Figure out how to teach him, how to market him, and how to positively present him to people, and you’ll be rich.
Professing his name is a great marketing tool in that it will give you access to billions of dollars managed by evangelical Christians.
Jesus is the product.
We’ve got to make him appealing. We’ve got to find how he address our needs. The churches who master the art of marketing enjoy the most ‘success’.
Jesus is a multi-billion dollar industry.
I feel uncomfortable when I watch videos that say Jesus is a product and some of the most successful salesmen are leaders of mega-churches.
Is Jesus a product? Is he something we need to sell to people?
Wouldn’t the pursuit of a profitable Jesus lead some hearts astray? I think it probably already has. I personally know the temptation to give preferential treatment to the rich.
This week I read a book that attempts to mentor new ministers. It talked about how church leaders have got to learn to play the politics. On the one hand, I’ve been in ministry long enough to know that’s absolutely true. We’ve got to learn to identify what the unwritten contractual agreements are. We ought to, for the sake of healthy church politics, find a way to meet as many of those expectations as possible.

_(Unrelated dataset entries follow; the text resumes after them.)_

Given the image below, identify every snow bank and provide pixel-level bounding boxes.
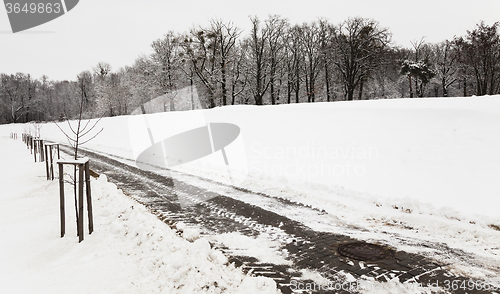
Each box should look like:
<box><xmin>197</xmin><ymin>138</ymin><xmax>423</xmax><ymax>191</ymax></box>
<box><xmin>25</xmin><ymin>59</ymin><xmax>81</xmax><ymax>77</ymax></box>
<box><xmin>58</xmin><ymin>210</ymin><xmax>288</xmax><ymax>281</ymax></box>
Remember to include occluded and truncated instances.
<box><xmin>0</xmin><ymin>138</ymin><xmax>279</xmax><ymax>293</ymax></box>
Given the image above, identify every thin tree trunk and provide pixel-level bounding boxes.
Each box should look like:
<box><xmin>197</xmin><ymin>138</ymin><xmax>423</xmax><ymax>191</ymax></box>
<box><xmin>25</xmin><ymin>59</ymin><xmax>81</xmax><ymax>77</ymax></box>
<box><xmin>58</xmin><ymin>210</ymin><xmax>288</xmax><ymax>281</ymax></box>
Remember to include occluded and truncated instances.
<box><xmin>287</xmin><ymin>81</ymin><xmax>291</xmax><ymax>104</ymax></box>
<box><xmin>190</xmin><ymin>77</ymin><xmax>195</xmax><ymax>110</ymax></box>
<box><xmin>73</xmin><ymin>166</ymin><xmax>79</xmax><ymax>236</ymax></box>
<box><xmin>310</xmin><ymin>72</ymin><xmax>315</xmax><ymax>103</ymax></box>
<box><xmin>408</xmin><ymin>75</ymin><xmax>414</xmax><ymax>98</ymax></box>
<box><xmin>305</xmin><ymin>75</ymin><xmax>310</xmax><ymax>102</ymax></box>
<box><xmin>221</xmin><ymin>62</ymin><xmax>227</xmax><ymax>106</ymax></box>
<box><xmin>358</xmin><ymin>78</ymin><xmax>364</xmax><ymax>100</ymax></box>
<box><xmin>295</xmin><ymin>85</ymin><xmax>299</xmax><ymax>104</ymax></box>
<box><xmin>231</xmin><ymin>83</ymin><xmax>236</xmax><ymax>105</ymax></box>
<box><xmin>270</xmin><ymin>78</ymin><xmax>275</xmax><ymax>105</ymax></box>
<box><xmin>442</xmin><ymin>77</ymin><xmax>448</xmax><ymax>97</ymax></box>
<box><xmin>325</xmin><ymin>65</ymin><xmax>331</xmax><ymax>102</ymax></box>
<box><xmin>270</xmin><ymin>61</ymin><xmax>276</xmax><ymax>105</ymax></box>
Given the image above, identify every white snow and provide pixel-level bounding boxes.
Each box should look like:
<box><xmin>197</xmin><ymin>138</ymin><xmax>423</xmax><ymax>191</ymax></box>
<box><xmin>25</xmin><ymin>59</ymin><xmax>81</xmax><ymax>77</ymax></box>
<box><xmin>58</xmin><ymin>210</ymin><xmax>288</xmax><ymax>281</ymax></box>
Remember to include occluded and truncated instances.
<box><xmin>18</xmin><ymin>96</ymin><xmax>500</xmax><ymax>221</ymax></box>
<box><xmin>0</xmin><ymin>139</ymin><xmax>279</xmax><ymax>293</ymax></box>
<box><xmin>2</xmin><ymin>95</ymin><xmax>500</xmax><ymax>292</ymax></box>
<box><xmin>183</xmin><ymin>227</ymin><xmax>201</xmax><ymax>242</ymax></box>
<box><xmin>208</xmin><ymin>232</ymin><xmax>292</xmax><ymax>266</ymax></box>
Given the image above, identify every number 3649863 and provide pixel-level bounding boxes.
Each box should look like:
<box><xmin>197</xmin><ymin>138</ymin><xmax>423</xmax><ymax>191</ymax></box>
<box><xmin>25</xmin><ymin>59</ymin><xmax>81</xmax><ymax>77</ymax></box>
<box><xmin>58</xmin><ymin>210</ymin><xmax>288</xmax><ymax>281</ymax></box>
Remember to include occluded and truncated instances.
<box><xmin>5</xmin><ymin>2</ymin><xmax>62</xmax><ymax>14</ymax></box>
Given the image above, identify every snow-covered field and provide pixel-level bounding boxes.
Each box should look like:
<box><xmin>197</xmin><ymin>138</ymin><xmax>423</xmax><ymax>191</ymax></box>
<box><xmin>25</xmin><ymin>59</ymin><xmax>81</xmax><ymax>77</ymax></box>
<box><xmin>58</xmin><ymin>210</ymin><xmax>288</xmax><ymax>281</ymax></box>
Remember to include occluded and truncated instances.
<box><xmin>2</xmin><ymin>95</ymin><xmax>500</xmax><ymax>291</ymax></box>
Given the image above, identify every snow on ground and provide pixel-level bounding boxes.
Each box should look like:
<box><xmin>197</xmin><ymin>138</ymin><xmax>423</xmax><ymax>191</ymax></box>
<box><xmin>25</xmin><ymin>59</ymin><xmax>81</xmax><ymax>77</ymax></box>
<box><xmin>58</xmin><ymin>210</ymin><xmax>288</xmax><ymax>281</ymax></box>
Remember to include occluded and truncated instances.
<box><xmin>0</xmin><ymin>138</ymin><xmax>279</xmax><ymax>294</ymax></box>
<box><xmin>14</xmin><ymin>96</ymin><xmax>499</xmax><ymax>222</ymax></box>
<box><xmin>2</xmin><ymin>95</ymin><xmax>500</xmax><ymax>289</ymax></box>
<box><xmin>207</xmin><ymin>232</ymin><xmax>292</xmax><ymax>266</ymax></box>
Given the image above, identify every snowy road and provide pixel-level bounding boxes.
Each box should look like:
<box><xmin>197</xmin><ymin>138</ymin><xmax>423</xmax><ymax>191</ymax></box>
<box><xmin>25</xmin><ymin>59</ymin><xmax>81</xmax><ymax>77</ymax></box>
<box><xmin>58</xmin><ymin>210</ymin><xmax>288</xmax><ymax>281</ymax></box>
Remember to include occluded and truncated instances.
<box><xmin>58</xmin><ymin>144</ymin><xmax>499</xmax><ymax>294</ymax></box>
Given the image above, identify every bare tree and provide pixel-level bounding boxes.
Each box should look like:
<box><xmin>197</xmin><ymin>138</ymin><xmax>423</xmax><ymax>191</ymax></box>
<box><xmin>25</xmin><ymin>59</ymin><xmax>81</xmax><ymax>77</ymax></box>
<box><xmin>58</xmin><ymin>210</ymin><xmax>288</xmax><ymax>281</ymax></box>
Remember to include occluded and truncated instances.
<box><xmin>332</xmin><ymin>17</ymin><xmax>391</xmax><ymax>100</ymax></box>
<box><xmin>284</xmin><ymin>25</ymin><xmax>304</xmax><ymax>103</ymax></box>
<box><xmin>433</xmin><ymin>40</ymin><xmax>458</xmax><ymax>97</ymax></box>
<box><xmin>93</xmin><ymin>62</ymin><xmax>111</xmax><ymax>79</ymax></box>
<box><xmin>151</xmin><ymin>32</ymin><xmax>181</xmax><ymax>110</ymax></box>
<box><xmin>76</xmin><ymin>71</ymin><xmax>94</xmax><ymax>114</ymax></box>
<box><xmin>126</xmin><ymin>56</ymin><xmax>160</xmax><ymax>114</ymax></box>
<box><xmin>265</xmin><ymin>15</ymin><xmax>289</xmax><ymax>105</ymax></box>
<box><xmin>247</xmin><ymin>16</ymin><xmax>271</xmax><ymax>105</ymax></box>
<box><xmin>182</xmin><ymin>28</ymin><xmax>218</xmax><ymax>108</ymax></box>
<box><xmin>53</xmin><ymin>80</ymin><xmax>79</xmax><ymax>119</ymax></box>
<box><xmin>55</xmin><ymin>77</ymin><xmax>103</xmax><ymax>231</ymax></box>
<box><xmin>229</xmin><ymin>42</ymin><xmax>248</xmax><ymax>105</ymax></box>
<box><xmin>0</xmin><ymin>73</ymin><xmax>43</xmax><ymax>123</ymax></box>
<box><xmin>93</xmin><ymin>62</ymin><xmax>114</xmax><ymax>116</ymax></box>
<box><xmin>300</xmin><ymin>22</ymin><xmax>323</xmax><ymax>102</ymax></box>
<box><xmin>178</xmin><ymin>45</ymin><xmax>197</xmax><ymax>110</ymax></box>
<box><xmin>211</xmin><ymin>20</ymin><xmax>242</xmax><ymax>106</ymax></box>
<box><xmin>0</xmin><ymin>73</ymin><xmax>25</xmax><ymax>123</ymax></box>
<box><xmin>180</xmin><ymin>20</ymin><xmax>242</xmax><ymax>108</ymax></box>
<box><xmin>455</xmin><ymin>21</ymin><xmax>500</xmax><ymax>96</ymax></box>
<box><xmin>319</xmin><ymin>19</ymin><xmax>334</xmax><ymax>102</ymax></box>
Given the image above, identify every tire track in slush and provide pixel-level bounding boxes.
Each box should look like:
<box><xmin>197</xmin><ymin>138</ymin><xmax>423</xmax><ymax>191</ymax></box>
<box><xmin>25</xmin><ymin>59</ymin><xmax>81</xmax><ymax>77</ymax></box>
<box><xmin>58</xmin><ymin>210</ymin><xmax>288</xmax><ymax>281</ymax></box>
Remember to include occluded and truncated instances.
<box><xmin>58</xmin><ymin>145</ymin><xmax>497</xmax><ymax>294</ymax></box>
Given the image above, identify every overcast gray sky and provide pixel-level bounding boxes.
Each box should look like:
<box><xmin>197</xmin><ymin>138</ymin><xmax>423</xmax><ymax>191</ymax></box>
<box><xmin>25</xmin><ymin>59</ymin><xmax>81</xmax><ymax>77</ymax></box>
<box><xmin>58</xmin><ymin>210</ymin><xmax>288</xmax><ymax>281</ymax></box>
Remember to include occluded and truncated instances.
<box><xmin>1</xmin><ymin>0</ymin><xmax>499</xmax><ymax>81</ymax></box>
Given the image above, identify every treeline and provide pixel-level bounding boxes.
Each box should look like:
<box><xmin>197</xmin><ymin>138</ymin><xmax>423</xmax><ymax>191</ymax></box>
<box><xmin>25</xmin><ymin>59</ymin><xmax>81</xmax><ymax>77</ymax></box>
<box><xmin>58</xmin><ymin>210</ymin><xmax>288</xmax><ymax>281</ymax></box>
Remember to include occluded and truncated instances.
<box><xmin>1</xmin><ymin>16</ymin><xmax>499</xmax><ymax>124</ymax></box>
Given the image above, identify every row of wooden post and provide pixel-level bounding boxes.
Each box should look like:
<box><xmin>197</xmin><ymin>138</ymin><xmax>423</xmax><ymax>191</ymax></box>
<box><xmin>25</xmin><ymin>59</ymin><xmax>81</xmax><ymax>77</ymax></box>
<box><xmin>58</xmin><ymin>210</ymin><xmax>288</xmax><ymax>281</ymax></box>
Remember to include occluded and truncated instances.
<box><xmin>22</xmin><ymin>133</ymin><xmax>34</xmax><ymax>154</ymax></box>
<box><xmin>22</xmin><ymin>134</ymin><xmax>40</xmax><ymax>161</ymax></box>
<box><xmin>58</xmin><ymin>158</ymin><xmax>94</xmax><ymax>242</ymax></box>
<box><xmin>21</xmin><ymin>133</ymin><xmax>94</xmax><ymax>243</ymax></box>
<box><xmin>45</xmin><ymin>143</ymin><xmax>60</xmax><ymax>180</ymax></box>
<box><xmin>22</xmin><ymin>134</ymin><xmax>60</xmax><ymax>179</ymax></box>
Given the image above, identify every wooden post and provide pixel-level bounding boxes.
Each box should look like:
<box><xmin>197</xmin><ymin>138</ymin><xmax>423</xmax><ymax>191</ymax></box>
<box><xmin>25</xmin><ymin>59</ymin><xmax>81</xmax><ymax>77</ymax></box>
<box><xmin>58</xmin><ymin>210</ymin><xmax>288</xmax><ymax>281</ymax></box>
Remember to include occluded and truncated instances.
<box><xmin>78</xmin><ymin>164</ymin><xmax>84</xmax><ymax>243</ymax></box>
<box><xmin>33</xmin><ymin>140</ymin><xmax>37</xmax><ymax>162</ymax></box>
<box><xmin>45</xmin><ymin>145</ymin><xmax>50</xmax><ymax>180</ymax></box>
<box><xmin>57</xmin><ymin>158</ymin><xmax>91</xmax><ymax>242</ymax></box>
<box><xmin>50</xmin><ymin>146</ymin><xmax>54</xmax><ymax>180</ymax></box>
<box><xmin>85</xmin><ymin>161</ymin><xmax>94</xmax><ymax>234</ymax></box>
<box><xmin>40</xmin><ymin>140</ymin><xmax>44</xmax><ymax>162</ymax></box>
<box><xmin>44</xmin><ymin>143</ymin><xmax>57</xmax><ymax>180</ymax></box>
<box><xmin>58</xmin><ymin>163</ymin><xmax>65</xmax><ymax>237</ymax></box>
<box><xmin>33</xmin><ymin>139</ymin><xmax>44</xmax><ymax>162</ymax></box>
<box><xmin>45</xmin><ymin>143</ymin><xmax>60</xmax><ymax>181</ymax></box>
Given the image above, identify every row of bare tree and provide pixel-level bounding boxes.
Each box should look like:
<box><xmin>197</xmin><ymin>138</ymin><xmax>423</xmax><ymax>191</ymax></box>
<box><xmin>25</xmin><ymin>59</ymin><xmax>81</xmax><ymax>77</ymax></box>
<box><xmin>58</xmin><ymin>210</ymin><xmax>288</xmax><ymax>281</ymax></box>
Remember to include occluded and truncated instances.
<box><xmin>1</xmin><ymin>17</ymin><xmax>499</xmax><ymax>124</ymax></box>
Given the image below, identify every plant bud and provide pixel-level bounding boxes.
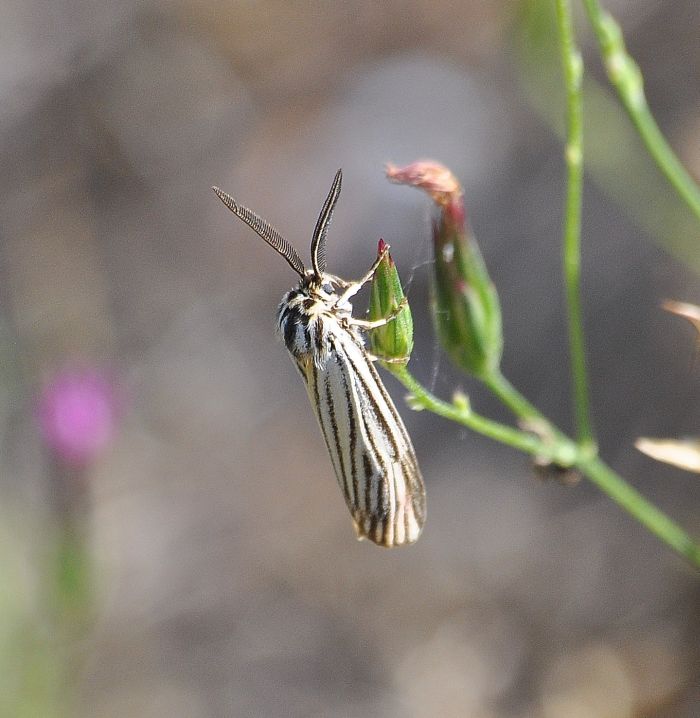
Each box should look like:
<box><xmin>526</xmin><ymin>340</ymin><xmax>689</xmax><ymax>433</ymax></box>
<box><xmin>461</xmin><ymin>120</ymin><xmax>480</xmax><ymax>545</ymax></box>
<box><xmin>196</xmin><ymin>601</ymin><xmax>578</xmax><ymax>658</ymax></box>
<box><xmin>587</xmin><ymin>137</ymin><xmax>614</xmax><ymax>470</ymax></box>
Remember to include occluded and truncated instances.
<box><xmin>387</xmin><ymin>160</ymin><xmax>503</xmax><ymax>377</ymax></box>
<box><xmin>368</xmin><ymin>239</ymin><xmax>414</xmax><ymax>365</ymax></box>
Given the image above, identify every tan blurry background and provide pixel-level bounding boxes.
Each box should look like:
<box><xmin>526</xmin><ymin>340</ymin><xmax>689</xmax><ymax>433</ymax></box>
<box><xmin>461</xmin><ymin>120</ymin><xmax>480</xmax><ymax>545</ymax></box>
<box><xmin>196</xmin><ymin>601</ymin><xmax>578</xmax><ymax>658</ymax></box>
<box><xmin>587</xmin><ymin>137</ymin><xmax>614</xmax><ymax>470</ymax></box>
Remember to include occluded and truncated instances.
<box><xmin>1</xmin><ymin>1</ymin><xmax>699</xmax><ymax>716</ymax></box>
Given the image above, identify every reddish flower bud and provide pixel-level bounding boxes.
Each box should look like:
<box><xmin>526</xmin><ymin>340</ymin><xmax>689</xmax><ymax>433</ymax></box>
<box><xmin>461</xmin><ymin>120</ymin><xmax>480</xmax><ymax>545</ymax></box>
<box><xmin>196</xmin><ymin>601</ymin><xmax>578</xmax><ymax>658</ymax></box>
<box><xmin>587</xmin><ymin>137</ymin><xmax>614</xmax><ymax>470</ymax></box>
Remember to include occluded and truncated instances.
<box><xmin>387</xmin><ymin>160</ymin><xmax>502</xmax><ymax>377</ymax></box>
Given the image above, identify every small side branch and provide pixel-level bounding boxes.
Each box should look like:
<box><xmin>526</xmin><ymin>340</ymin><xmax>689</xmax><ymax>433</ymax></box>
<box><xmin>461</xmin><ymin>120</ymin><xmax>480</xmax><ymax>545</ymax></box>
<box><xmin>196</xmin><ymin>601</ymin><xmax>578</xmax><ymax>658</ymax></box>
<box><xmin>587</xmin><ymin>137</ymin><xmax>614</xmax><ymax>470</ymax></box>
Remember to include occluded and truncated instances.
<box><xmin>582</xmin><ymin>0</ymin><xmax>700</xmax><ymax>223</ymax></box>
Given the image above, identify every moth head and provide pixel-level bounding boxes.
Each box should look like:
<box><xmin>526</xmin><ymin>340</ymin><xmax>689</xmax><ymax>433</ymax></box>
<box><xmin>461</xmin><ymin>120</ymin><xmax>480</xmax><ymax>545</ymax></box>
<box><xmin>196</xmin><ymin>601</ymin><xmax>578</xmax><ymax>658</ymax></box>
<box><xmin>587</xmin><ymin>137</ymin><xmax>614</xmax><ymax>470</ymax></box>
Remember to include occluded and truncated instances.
<box><xmin>299</xmin><ymin>273</ymin><xmax>338</xmax><ymax>303</ymax></box>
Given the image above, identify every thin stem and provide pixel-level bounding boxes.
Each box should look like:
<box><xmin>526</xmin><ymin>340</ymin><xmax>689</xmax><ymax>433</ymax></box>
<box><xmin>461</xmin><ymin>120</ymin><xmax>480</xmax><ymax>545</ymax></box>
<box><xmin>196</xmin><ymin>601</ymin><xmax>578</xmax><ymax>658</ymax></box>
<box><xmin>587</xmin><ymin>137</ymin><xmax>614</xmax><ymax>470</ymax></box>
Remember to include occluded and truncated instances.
<box><xmin>389</xmin><ymin>366</ymin><xmax>700</xmax><ymax>569</ymax></box>
<box><xmin>578</xmin><ymin>454</ymin><xmax>700</xmax><ymax>566</ymax></box>
<box><xmin>482</xmin><ymin>368</ymin><xmax>578</xmax><ymax>451</ymax></box>
<box><xmin>555</xmin><ymin>0</ymin><xmax>595</xmax><ymax>447</ymax></box>
<box><xmin>582</xmin><ymin>0</ymin><xmax>700</xmax><ymax>223</ymax></box>
<box><xmin>482</xmin><ymin>368</ymin><xmax>544</xmax><ymax>423</ymax></box>
<box><xmin>391</xmin><ymin>366</ymin><xmax>576</xmax><ymax>465</ymax></box>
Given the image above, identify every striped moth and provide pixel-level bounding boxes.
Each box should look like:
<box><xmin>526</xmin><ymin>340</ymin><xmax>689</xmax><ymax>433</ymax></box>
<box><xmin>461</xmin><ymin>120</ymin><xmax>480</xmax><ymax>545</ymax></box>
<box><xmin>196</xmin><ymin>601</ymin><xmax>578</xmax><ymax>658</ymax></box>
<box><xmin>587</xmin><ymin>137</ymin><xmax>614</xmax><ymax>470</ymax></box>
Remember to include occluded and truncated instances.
<box><xmin>213</xmin><ymin>170</ymin><xmax>425</xmax><ymax>546</ymax></box>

On the other hand, if we embrace a needs-based ministry, the needs of individuals within the church may take precedence over the will of the head of the Church, Christ. That’s why Paul would refuse support from the churches with whom he worked.
All of us who teach and preach the word of God must use compassion and gentleness, but we must also be willing to preach a prophetic word regardless of what it does to church profits.
I prefer to think about men like Jeremiah. He stood outside the temple gates and told people that if they think they are safe from the judgement of God, they had another thing coming their way. I bet he didn’t sell many copies of his book that day.
I’m not opposed to Christian authors writing massively successful books. In fact, my life has been blessed tremendously by Christian literature.
I do wonder what Jesus would say about multimillion dollar Christian organizations. How would he feel about church leaders who are also CEOs of multimillion dollar businesses?
I’m uncomfortable with it all, and by reading the gospels, I think Jesus envisioned a different form of Christianity.
Let’s make Jesus the source of our love and devotion, but let’s not make him a product that we need to improve to make him more marketable.